Dora Guo
For Juan de Yepes y Álvarez, the most difficult part was the darkness. Although one day he would be canonized as Saint John of the Cross, he felt anonymous in his soot-black jail cell. Deprived of human contact, he spent most of 1578 writing poetry in the hopes of understanding why God had left him so alone. He wrote his most famous poem, “Dark Night of the Soul,” by the light of a coin-sized hole in the wall on paper smuggled to him by a sympathetic guard. The poem says that every person, at some point in life, encounters a “dark night” — a period when all physical and spiritual pleasures are taken from them. Saint John believed this darkness was a crucial step on a believer’s journey toward God’s light.

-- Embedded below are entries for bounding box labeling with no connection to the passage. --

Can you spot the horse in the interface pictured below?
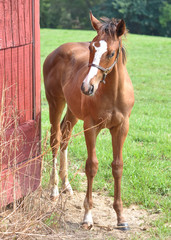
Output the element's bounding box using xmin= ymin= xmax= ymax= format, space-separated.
xmin=43 ymin=12 xmax=134 ymax=230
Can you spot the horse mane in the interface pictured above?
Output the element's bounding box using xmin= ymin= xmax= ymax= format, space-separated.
xmin=99 ymin=17 xmax=128 ymax=64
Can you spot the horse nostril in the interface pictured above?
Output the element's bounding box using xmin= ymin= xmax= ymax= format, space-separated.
xmin=89 ymin=85 xmax=94 ymax=94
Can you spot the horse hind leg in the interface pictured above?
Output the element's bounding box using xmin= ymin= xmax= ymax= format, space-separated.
xmin=59 ymin=108 xmax=78 ymax=195
xmin=49 ymin=99 xmax=65 ymax=201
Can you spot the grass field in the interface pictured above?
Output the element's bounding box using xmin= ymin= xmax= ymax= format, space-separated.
xmin=41 ymin=29 xmax=171 ymax=239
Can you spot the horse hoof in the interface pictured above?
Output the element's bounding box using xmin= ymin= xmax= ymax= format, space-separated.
xmin=117 ymin=223 xmax=130 ymax=231
xmin=82 ymin=222 xmax=93 ymax=230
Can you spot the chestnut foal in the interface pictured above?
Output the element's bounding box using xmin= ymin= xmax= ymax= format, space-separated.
xmin=43 ymin=13 xmax=134 ymax=230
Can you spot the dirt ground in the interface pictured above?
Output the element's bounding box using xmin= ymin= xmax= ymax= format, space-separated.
xmin=0 ymin=190 xmax=159 ymax=240
xmin=50 ymin=192 xmax=158 ymax=240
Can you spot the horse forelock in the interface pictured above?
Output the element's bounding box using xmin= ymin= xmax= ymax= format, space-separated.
xmin=99 ymin=17 xmax=119 ymax=37
xmin=98 ymin=17 xmax=128 ymax=64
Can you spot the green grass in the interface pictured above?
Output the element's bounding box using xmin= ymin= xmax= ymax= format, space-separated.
xmin=41 ymin=29 xmax=171 ymax=239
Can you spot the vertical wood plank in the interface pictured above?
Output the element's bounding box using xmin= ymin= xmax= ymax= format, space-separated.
xmin=17 ymin=46 xmax=25 ymax=124
xmin=0 ymin=1 xmax=6 ymax=49
xmin=24 ymin=0 xmax=32 ymax=44
xmin=29 ymin=0 xmax=33 ymax=42
xmin=0 ymin=50 xmax=5 ymax=105
xmin=4 ymin=48 xmax=12 ymax=119
xmin=11 ymin=0 xmax=20 ymax=47
xmin=29 ymin=44 xmax=33 ymax=119
xmin=18 ymin=0 xmax=25 ymax=45
xmin=11 ymin=48 xmax=18 ymax=113
xmin=24 ymin=45 xmax=32 ymax=121
xmin=4 ymin=0 xmax=13 ymax=48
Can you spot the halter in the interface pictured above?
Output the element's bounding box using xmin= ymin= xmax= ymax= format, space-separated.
xmin=88 ymin=41 xmax=120 ymax=83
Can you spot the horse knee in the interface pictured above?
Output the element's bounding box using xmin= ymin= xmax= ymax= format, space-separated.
xmin=85 ymin=158 xmax=98 ymax=178
xmin=112 ymin=159 xmax=123 ymax=178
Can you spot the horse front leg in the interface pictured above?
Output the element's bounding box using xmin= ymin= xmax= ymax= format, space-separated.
xmin=59 ymin=108 xmax=78 ymax=195
xmin=49 ymin=100 xmax=65 ymax=201
xmin=110 ymin=119 xmax=129 ymax=230
xmin=83 ymin=121 xmax=98 ymax=229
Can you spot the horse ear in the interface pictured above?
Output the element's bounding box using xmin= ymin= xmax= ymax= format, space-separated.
xmin=90 ymin=11 xmax=100 ymax=32
xmin=116 ymin=19 xmax=126 ymax=37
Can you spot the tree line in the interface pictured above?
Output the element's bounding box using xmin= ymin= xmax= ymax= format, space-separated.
xmin=40 ymin=0 xmax=171 ymax=37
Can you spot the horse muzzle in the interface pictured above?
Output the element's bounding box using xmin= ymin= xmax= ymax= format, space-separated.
xmin=81 ymin=82 xmax=94 ymax=96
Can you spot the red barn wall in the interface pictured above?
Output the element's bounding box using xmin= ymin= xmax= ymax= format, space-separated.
xmin=0 ymin=0 xmax=41 ymax=206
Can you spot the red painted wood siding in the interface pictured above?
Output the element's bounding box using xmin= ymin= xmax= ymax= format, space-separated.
xmin=0 ymin=0 xmax=41 ymax=206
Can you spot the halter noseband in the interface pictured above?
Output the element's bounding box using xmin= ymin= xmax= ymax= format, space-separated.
xmin=88 ymin=41 xmax=120 ymax=83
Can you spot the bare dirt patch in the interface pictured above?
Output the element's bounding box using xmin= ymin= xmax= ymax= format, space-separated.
xmin=0 ymin=191 xmax=159 ymax=240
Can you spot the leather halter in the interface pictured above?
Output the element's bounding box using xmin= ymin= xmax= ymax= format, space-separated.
xmin=88 ymin=41 xmax=120 ymax=83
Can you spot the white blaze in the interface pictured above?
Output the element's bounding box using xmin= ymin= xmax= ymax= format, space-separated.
xmin=84 ymin=40 xmax=107 ymax=88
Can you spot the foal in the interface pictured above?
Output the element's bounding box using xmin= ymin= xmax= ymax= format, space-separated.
xmin=43 ymin=13 xmax=134 ymax=229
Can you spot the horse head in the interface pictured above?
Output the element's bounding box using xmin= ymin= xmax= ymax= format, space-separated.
xmin=81 ymin=12 xmax=126 ymax=96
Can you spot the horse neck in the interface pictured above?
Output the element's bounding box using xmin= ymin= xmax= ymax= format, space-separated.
xmin=104 ymin=48 xmax=125 ymax=98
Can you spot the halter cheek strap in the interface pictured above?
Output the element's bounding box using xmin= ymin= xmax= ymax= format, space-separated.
xmin=88 ymin=41 xmax=120 ymax=83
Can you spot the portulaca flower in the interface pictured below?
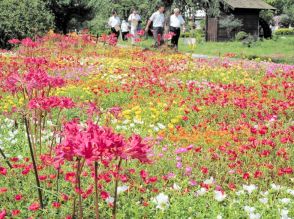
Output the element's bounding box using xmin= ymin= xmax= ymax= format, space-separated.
xmin=117 ymin=185 xmax=129 ymax=194
xmin=249 ymin=213 xmax=261 ymax=219
xmin=216 ymin=214 xmax=223 ymax=219
xmin=279 ymin=198 xmax=291 ymax=204
xmin=203 ymin=177 xmax=214 ymax=185
xmin=271 ymin=183 xmax=282 ymax=191
xmin=243 ymin=184 xmax=257 ymax=194
xmin=153 ymin=193 xmax=169 ymax=210
xmin=287 ymin=189 xmax=294 ymax=196
xmin=105 ymin=196 xmax=114 ymax=204
xmin=260 ymin=191 xmax=269 ymax=196
xmin=196 ymin=188 xmax=207 ymax=196
xmin=236 ymin=190 xmax=245 ymax=196
xmin=259 ymin=198 xmax=268 ymax=204
xmin=214 ymin=191 xmax=227 ymax=202
xmin=173 ymin=183 xmax=181 ymax=191
xmin=280 ymin=209 xmax=291 ymax=219
xmin=244 ymin=205 xmax=255 ymax=214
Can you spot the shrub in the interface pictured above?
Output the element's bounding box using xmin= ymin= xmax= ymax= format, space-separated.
xmin=236 ymin=31 xmax=248 ymax=41
xmin=243 ymin=34 xmax=255 ymax=47
xmin=275 ymin=28 xmax=294 ymax=36
xmin=0 ymin=0 xmax=54 ymax=48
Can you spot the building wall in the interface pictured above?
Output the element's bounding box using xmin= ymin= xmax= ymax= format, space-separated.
xmin=207 ymin=9 xmax=259 ymax=41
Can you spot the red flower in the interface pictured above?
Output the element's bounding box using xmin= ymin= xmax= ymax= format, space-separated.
xmin=52 ymin=202 xmax=61 ymax=208
xmin=11 ymin=210 xmax=20 ymax=216
xmin=243 ymin=173 xmax=250 ymax=180
xmin=28 ymin=202 xmax=40 ymax=211
xmin=0 ymin=209 xmax=6 ymax=219
xmin=0 ymin=166 xmax=7 ymax=176
xmin=14 ymin=194 xmax=22 ymax=201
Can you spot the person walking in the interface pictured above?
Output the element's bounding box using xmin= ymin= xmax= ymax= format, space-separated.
xmin=121 ymin=20 xmax=130 ymax=41
xmin=145 ymin=6 xmax=165 ymax=47
xmin=128 ymin=9 xmax=141 ymax=45
xmin=170 ymin=8 xmax=185 ymax=50
xmin=108 ymin=11 xmax=120 ymax=39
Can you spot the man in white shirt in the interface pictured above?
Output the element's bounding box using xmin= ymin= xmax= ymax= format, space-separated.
xmin=108 ymin=11 xmax=120 ymax=39
xmin=128 ymin=9 xmax=141 ymax=44
xmin=170 ymin=8 xmax=185 ymax=50
xmin=121 ymin=20 xmax=130 ymax=41
xmin=145 ymin=6 xmax=165 ymax=47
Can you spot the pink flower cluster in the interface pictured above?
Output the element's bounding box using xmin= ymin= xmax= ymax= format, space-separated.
xmin=28 ymin=96 xmax=75 ymax=111
xmin=55 ymin=120 xmax=150 ymax=165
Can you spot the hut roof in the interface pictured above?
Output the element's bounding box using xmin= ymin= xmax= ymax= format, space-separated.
xmin=223 ymin=0 xmax=276 ymax=10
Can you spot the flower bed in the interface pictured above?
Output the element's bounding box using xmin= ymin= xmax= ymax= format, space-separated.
xmin=0 ymin=33 xmax=294 ymax=219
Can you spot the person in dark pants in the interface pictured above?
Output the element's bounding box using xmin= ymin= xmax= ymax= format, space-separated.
xmin=170 ymin=8 xmax=185 ymax=50
xmin=108 ymin=11 xmax=120 ymax=39
xmin=145 ymin=6 xmax=165 ymax=47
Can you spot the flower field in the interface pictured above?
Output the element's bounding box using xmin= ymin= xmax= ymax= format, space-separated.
xmin=0 ymin=33 xmax=294 ymax=219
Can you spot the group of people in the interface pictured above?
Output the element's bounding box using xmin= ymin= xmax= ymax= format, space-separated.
xmin=108 ymin=6 xmax=185 ymax=49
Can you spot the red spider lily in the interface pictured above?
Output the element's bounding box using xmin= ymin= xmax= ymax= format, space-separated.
xmin=21 ymin=37 xmax=39 ymax=48
xmin=56 ymin=121 xmax=150 ymax=165
xmin=28 ymin=202 xmax=40 ymax=211
xmin=8 ymin=39 xmax=20 ymax=44
xmin=0 ymin=166 xmax=7 ymax=176
xmin=126 ymin=33 xmax=135 ymax=39
xmin=137 ymin=30 xmax=145 ymax=36
xmin=28 ymin=96 xmax=75 ymax=111
xmin=0 ymin=209 xmax=7 ymax=219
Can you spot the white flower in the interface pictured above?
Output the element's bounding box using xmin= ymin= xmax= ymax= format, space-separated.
xmin=157 ymin=123 xmax=166 ymax=129
xmin=271 ymin=183 xmax=282 ymax=191
xmin=243 ymin=184 xmax=257 ymax=194
xmin=259 ymin=198 xmax=268 ymax=204
xmin=153 ymin=193 xmax=169 ymax=210
xmin=244 ymin=205 xmax=255 ymax=214
xmin=279 ymin=198 xmax=291 ymax=204
xmin=196 ymin=188 xmax=207 ymax=196
xmin=117 ymin=185 xmax=129 ymax=194
xmin=249 ymin=213 xmax=261 ymax=219
xmin=216 ymin=214 xmax=223 ymax=219
xmin=214 ymin=191 xmax=227 ymax=202
xmin=105 ymin=196 xmax=114 ymax=204
xmin=260 ymin=191 xmax=269 ymax=196
xmin=173 ymin=183 xmax=181 ymax=191
xmin=280 ymin=209 xmax=291 ymax=219
xmin=203 ymin=177 xmax=214 ymax=185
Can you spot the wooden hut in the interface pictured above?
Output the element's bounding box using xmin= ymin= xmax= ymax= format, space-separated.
xmin=206 ymin=0 xmax=275 ymax=41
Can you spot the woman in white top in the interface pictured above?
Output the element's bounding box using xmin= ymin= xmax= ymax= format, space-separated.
xmin=121 ymin=20 xmax=130 ymax=41
xmin=145 ymin=6 xmax=165 ymax=47
xmin=108 ymin=11 xmax=120 ymax=38
xmin=170 ymin=8 xmax=185 ymax=50
xmin=128 ymin=9 xmax=141 ymax=44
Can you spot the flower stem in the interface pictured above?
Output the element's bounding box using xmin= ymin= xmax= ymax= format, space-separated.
xmin=24 ymin=117 xmax=44 ymax=208
xmin=112 ymin=158 xmax=122 ymax=219
xmin=94 ymin=161 xmax=99 ymax=219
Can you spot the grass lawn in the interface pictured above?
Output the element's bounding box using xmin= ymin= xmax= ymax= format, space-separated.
xmin=122 ymin=36 xmax=294 ymax=64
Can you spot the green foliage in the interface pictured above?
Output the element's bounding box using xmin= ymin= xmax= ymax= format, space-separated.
xmin=275 ymin=28 xmax=294 ymax=36
xmin=43 ymin=0 xmax=94 ymax=34
xmin=0 ymin=0 xmax=53 ymax=48
xmin=236 ymin=31 xmax=248 ymax=41
xmin=242 ymin=34 xmax=256 ymax=48
xmin=219 ymin=15 xmax=243 ymax=38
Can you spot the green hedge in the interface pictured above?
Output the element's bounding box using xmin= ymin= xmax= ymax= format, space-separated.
xmin=0 ymin=0 xmax=54 ymax=48
xmin=275 ymin=28 xmax=294 ymax=36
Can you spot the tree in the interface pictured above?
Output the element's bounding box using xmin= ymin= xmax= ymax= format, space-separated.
xmin=44 ymin=0 xmax=94 ymax=34
xmin=0 ymin=0 xmax=54 ymax=48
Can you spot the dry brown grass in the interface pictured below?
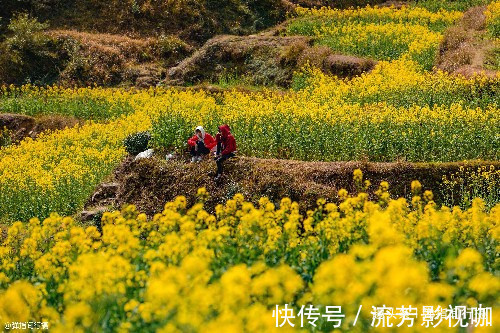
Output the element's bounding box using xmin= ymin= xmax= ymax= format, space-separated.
xmin=0 ymin=113 xmax=83 ymax=144
xmin=87 ymin=157 xmax=500 ymax=215
xmin=436 ymin=6 xmax=498 ymax=77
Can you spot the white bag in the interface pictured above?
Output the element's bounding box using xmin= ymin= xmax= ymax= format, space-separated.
xmin=134 ymin=149 xmax=154 ymax=161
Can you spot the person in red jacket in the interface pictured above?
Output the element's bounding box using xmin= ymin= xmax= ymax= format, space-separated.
xmin=215 ymin=125 xmax=236 ymax=180
xmin=188 ymin=126 xmax=217 ymax=162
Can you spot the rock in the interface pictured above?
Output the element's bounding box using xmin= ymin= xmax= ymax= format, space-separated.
xmin=323 ymin=54 xmax=377 ymax=78
xmin=80 ymin=207 xmax=107 ymax=222
xmin=90 ymin=183 xmax=120 ymax=203
xmin=0 ymin=113 xmax=36 ymax=139
xmin=167 ymin=35 xmax=312 ymax=85
xmin=165 ymin=30 xmax=376 ymax=87
xmin=134 ymin=149 xmax=154 ymax=161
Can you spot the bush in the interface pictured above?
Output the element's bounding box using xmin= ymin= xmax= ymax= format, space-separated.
xmin=0 ymin=14 xmax=61 ymax=84
xmin=123 ymin=132 xmax=151 ymax=155
xmin=0 ymin=127 xmax=12 ymax=148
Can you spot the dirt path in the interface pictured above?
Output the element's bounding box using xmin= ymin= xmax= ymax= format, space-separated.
xmin=81 ymin=156 xmax=500 ymax=220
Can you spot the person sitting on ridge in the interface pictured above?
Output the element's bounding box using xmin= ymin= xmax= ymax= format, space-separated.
xmin=188 ymin=126 xmax=217 ymax=162
xmin=214 ymin=125 xmax=236 ymax=181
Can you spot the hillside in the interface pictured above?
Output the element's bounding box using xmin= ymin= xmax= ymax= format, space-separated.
xmin=0 ymin=0 xmax=500 ymax=333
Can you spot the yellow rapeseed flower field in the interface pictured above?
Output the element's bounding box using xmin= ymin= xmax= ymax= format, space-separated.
xmin=0 ymin=170 xmax=500 ymax=332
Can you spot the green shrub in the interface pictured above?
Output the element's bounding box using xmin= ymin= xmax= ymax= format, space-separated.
xmin=123 ymin=132 xmax=151 ymax=155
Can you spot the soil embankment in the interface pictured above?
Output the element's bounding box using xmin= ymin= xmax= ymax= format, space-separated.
xmin=87 ymin=157 xmax=500 ymax=215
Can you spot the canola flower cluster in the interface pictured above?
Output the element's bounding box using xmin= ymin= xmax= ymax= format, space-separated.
xmin=0 ymin=87 xmax=211 ymax=220
xmin=0 ymin=170 xmax=500 ymax=332
xmin=0 ymin=60 xmax=500 ymax=220
xmin=0 ymin=84 xmax=133 ymax=121
xmin=441 ymin=165 xmax=500 ymax=208
xmin=287 ymin=6 xmax=463 ymax=69
xmin=153 ymin=60 xmax=500 ymax=161
xmin=485 ymin=1 xmax=500 ymax=39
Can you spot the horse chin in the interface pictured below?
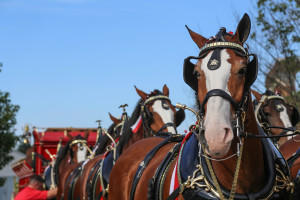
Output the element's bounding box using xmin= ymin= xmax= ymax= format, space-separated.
xmin=205 ymin=143 xmax=231 ymax=158
xmin=205 ymin=128 xmax=233 ymax=158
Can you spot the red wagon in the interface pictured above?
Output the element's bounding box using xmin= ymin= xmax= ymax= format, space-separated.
xmin=12 ymin=128 xmax=98 ymax=190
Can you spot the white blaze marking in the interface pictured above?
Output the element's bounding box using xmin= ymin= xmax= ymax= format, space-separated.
xmin=201 ymin=49 xmax=231 ymax=124
xmin=152 ymin=100 xmax=176 ymax=134
xmin=77 ymin=143 xmax=87 ymax=163
xmin=279 ymin=106 xmax=292 ymax=140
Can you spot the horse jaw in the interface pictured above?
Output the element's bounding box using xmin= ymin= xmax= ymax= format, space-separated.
xmin=278 ymin=106 xmax=292 ymax=141
xmin=152 ymin=100 xmax=176 ymax=134
xmin=201 ymin=50 xmax=233 ymax=158
xmin=77 ymin=143 xmax=87 ymax=163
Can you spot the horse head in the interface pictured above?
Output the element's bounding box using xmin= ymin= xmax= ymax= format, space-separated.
xmin=67 ymin=131 xmax=90 ymax=163
xmin=183 ymin=14 xmax=257 ymax=158
xmin=135 ymin=85 xmax=185 ymax=134
xmin=251 ymin=89 xmax=299 ymax=146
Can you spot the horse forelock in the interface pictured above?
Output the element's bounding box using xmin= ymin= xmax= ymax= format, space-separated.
xmin=96 ymin=123 xmax=116 ymax=155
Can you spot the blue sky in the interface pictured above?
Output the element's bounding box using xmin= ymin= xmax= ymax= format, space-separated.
xmin=0 ymin=0 xmax=254 ymax=137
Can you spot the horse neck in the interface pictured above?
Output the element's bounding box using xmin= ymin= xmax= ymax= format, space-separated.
xmin=122 ymin=124 xmax=146 ymax=152
xmin=212 ymin=94 xmax=265 ymax=194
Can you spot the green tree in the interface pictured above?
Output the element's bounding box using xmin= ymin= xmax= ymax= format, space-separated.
xmin=250 ymin=0 xmax=300 ymax=106
xmin=0 ymin=65 xmax=20 ymax=186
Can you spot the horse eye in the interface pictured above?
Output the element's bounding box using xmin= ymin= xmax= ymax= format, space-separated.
xmin=238 ymin=67 xmax=247 ymax=75
xmin=194 ymin=70 xmax=200 ymax=79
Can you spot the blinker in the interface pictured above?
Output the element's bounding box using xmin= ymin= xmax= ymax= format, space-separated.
xmin=161 ymin=100 xmax=170 ymax=110
xmin=275 ymin=101 xmax=284 ymax=112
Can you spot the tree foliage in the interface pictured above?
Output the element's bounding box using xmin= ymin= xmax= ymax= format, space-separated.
xmin=0 ymin=66 xmax=20 ymax=184
xmin=251 ymin=0 xmax=300 ymax=106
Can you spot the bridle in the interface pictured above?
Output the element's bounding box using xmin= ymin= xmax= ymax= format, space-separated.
xmin=253 ymin=94 xmax=299 ymax=143
xmin=183 ymin=28 xmax=257 ymax=147
xmin=141 ymin=90 xmax=177 ymax=137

These past few months of pandemic isolation have been, to some extent, a worldwide dark night. Whether or not we’re religious, we’ve been without friends, family, community, closeness — all of the things that root us in something greater than ourselves. For religious people, quarantine has meant the loss of in-person spiritual gatherings. The Vatican was closed for Easter mass. The Hajj pilgrimage to Mecca, traveled by millions of Muslims each year, was canceled. Synagogues were closed for the High Holidays; mosques were empty for the entire month of Ramadan.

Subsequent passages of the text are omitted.